Soup Kitchens and Other Giving

On my farm, it doesn’t feel like enough for the farm staff to support ourselves and eat well. It doesn’t feel like enough for us to take care of ourselves and look after the guests at our B&B. Like many people fortunate enough to know how fortunate they are, we understand we must provide not only for ourselves, but share our bounty as far as we are able. Hence our interest in ‘soup kitchens’.

These days, soup kitchens aren’t very soupy. In fact, they very often don’t serve soup at all. So why are they called soup kitchens? Well, it used to be that such places, organized to feed the hungry, would take just about anything they could get their hands on and dump it all into a vat of boiling water. While nourishing, this liquid meal was often not very tasty. But it made the food go farther and helped provide the illusion of the limited foods being more than their constituent parts.

In modern times, soup kitchens try to ensure that the meals they serve are nutritionally balanced. They try to provide menus of foods people recognize with components that complement one another. Soup kitchens attempt to give people dignity through food requiring chewing, forks and knives.

These are little things when measured against hunger, homelessness, substance abuse and mental illness.
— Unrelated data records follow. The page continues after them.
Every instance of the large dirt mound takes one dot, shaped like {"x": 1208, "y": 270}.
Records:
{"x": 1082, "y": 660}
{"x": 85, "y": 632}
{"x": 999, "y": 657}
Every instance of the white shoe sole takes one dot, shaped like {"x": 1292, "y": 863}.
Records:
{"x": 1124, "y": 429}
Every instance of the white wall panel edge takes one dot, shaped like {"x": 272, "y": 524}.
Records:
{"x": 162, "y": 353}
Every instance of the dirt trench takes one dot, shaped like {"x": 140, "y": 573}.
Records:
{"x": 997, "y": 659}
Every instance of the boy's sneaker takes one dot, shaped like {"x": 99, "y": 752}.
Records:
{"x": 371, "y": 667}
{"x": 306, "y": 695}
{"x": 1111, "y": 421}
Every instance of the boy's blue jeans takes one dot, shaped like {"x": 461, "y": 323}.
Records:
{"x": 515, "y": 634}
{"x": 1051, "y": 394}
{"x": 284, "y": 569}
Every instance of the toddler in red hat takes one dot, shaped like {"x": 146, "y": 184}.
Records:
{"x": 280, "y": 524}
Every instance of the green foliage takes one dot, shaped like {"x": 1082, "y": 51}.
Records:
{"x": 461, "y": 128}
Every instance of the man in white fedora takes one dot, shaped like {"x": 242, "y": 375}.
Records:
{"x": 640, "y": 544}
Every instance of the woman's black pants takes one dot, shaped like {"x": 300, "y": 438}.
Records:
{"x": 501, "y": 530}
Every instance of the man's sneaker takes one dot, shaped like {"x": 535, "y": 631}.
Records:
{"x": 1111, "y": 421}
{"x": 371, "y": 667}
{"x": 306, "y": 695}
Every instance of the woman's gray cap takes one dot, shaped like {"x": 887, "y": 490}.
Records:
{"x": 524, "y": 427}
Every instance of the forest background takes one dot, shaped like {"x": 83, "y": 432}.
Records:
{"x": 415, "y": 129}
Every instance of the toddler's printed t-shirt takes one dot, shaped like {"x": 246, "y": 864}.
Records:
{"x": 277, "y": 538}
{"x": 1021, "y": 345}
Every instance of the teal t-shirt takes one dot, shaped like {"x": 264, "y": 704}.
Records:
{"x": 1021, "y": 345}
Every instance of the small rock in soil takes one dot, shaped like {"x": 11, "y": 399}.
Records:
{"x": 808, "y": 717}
They are little, but they mean all the more because eating is (hopefully) an act repeated several times each day. And every time a person engages in a normal activity, at a regular frequency, it reinforces stability and a sense of being part of the mainstream–instead of being cut off from the flow of culture and society.

My staff do envision our repositioning out in Pennsylvania as becoming more of a part of the solution. We are delighted to be partnering with Martha’s Table and DC Central Kitchen. We hope our willingness to donate our overage, seconds and gleanings will not only help to put food where it’s most wanted; but we also hope others will consider their ongoing relationship to food and those who don’t have enough.

You’re welcome to donate a CSA share through us to either of these organizations. You’re welcome to donate your time in service at these kitchens–or picking up for them, or dropping off for them. And you’re welcome to commit any larger group of which you are a part to helping out.

Don’t be shy. Get involved. These are tough times. Most of us are living closer to the bone than we were a few years ago. Most of us are doing the best we can with what we have. But most of us have a little time, a little money, a little too much of something that might mean the world to someone who has nothing left at all.

Soup kitchens are a good thing. They’re better than good. They’re the beginning of hope. They’re the beginning of possibility. They’re the beginning of a future.